La pression du surtourisme s’intensifie

Près de 6 ans plus tard, le problème s’intensifie à mesure que le nombre de touristes augmente. Avec l’affaiblissement du yen et la reprise du tourisme après la pandémie, le Japon enregistre un record absolu de touristes étrangers avec un total de 36,8 millions de visiteurs en 2024. Des chiffres étourdissants que le gouvernement annonce vouloir presque doubler d’ici à 2030. 
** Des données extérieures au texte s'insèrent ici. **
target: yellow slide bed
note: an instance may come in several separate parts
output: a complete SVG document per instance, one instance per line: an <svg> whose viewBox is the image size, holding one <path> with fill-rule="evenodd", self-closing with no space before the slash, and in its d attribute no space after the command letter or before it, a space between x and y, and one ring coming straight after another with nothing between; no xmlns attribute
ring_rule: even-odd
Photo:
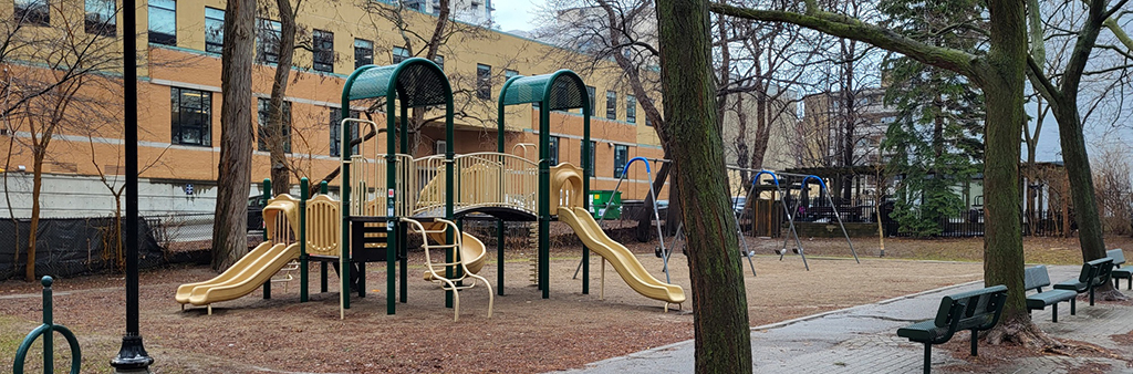
<svg viewBox="0 0 1133 374"><path fill-rule="evenodd" d="M177 288L178 303L208 305L240 298L271 280L291 260L299 258L299 244L262 243L224 273L204 282L181 284Z"/></svg>
<svg viewBox="0 0 1133 374"><path fill-rule="evenodd" d="M571 210L560 206L559 220L570 224L571 229L574 229L574 233L590 250L614 265L614 270L622 277L622 280L638 294L666 303L684 303L684 290L680 286L662 282L649 274L633 256L633 253L625 246L610 239L602 231L598 222L594 221L594 218L585 209L574 207Z"/></svg>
Le nombre de visiteurs internationaux dans la préfecture de Nara a presque décuplé depuis 2012 pour atteindre 2,09 millions en 2017. – Source image : Pixabay

Avec une telle affluence, les habitants et les autorités des destinations les plus prisées, comme Kyoto ou les abords du mont Fuji, manifestent quant à elle une inquiétude croissante face aux effets du surtourisme : incivilités, infractions routières et pression sur le quotidien alimentent désormais un malaise difficile à ignorer.

L’appel à l’action pour sauver les cerfs de Nara

Inquiétée par le nombre croissant de cerfs victimes de déchets dans le parc de Nara, l’association Beautiful Deer a décidé de passer à l’action. Vêtus de gilets vert vif, armés de gants, pinces et balais, une poignée de ses membres, insensibles à l’agitation des touristes fascinés par les cervidés, sillonne les allées pour ramasser les détritus « L’idée d’être utile à la société est au cœur de leur motivation« , explique Masahito Kawanishi à France24, qui supervise l’équipe dont de nombreux membres rémunérés sont atteints de handicaps. Pour le bénévole, il est difficile de croire que le parc reste exempt de poubelles face à ces nombreuses incivilités.

Dans le cadre d’un programme pilote, la préfecture a d’ailleurs installé deux poubelles à l’extérieur du parc, situées au abord de la gare routière à proximité. Deux types de poubelles sont actuellement testées, dont une qui comprime automatiquement les déchets pour éviter les débordements. En y apposant la mention « sauvez les cerfs de Nara des déchets plastiques« , autorités locales et associations espèrent sensibiliser les visiteurs et observer un changement de comportement pour le bien-être des animaux.